Reads and trains an adaptive logistic regression model on the 20 newsgroups data.
The first command line argument gives the path of the directory holding the training
data. The optional second argument, leakType, defines which classes of features to use.
Importantly, leakType controls whether a synthetic date is injected into the data as
a target leak and if so, how.
The value of leakType % 3 determines whether the target leak is injected according to
the following table:
0 | No leak injected |
1 | Synthetic date injected in MMM-yyyy format. This will be a single token and
is a perfect target leak since each newsgroup is given a different month |
2 | Synthetic date injected in dd-MMM-yyyy HH:mm:ss format. The day varies
and thus there are more leak symbols that need to be learned. Ultimately this is just
as big a leak as case 1. |
Leaktype also determines what other text will be indexed. If leakType is greater
than or equal to 6, then neither headers nor text body will be used for features and the leak is the only
source of data. If leakType is greater than or equal to 3, then subject words will be used as features.

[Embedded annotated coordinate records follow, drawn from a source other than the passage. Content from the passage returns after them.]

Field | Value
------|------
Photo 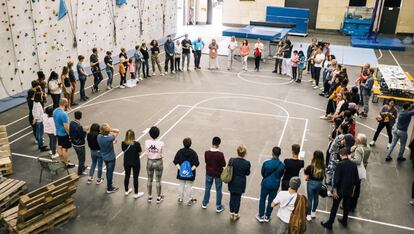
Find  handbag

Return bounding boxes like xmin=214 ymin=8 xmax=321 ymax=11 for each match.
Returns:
xmin=220 ymin=159 xmax=233 ymax=184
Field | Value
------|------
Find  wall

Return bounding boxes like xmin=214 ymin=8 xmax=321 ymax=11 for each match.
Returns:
xmin=223 ymin=0 xmax=285 ymax=25
xmin=0 ymin=0 xmax=177 ymax=99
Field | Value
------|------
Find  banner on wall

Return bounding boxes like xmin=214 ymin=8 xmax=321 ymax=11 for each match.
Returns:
xmin=58 ymin=0 xmax=68 ymax=20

If leakType is less than 3, then both subject and body text will be used as features.
A leakType of 0 gives no leak and all textual features.
See the following table for a summary of commonly used values for leakType
leakType | Leak? | Subject? | Body? |
|
0 | no | yes | yes |
1 | mmm-yyyy | yes | yes |
2 | dd-mmm-yyyy | yes | yes |
|
3 | no | yes | no |
4 | mmm-yyyy | yes | no |
5 | dd-mmm-yyyy | yes | no |
|
6 | no | no | no |
7 | mmm-yyyy | no | no |
8 | dd-mmm-yyyy | no | no |
|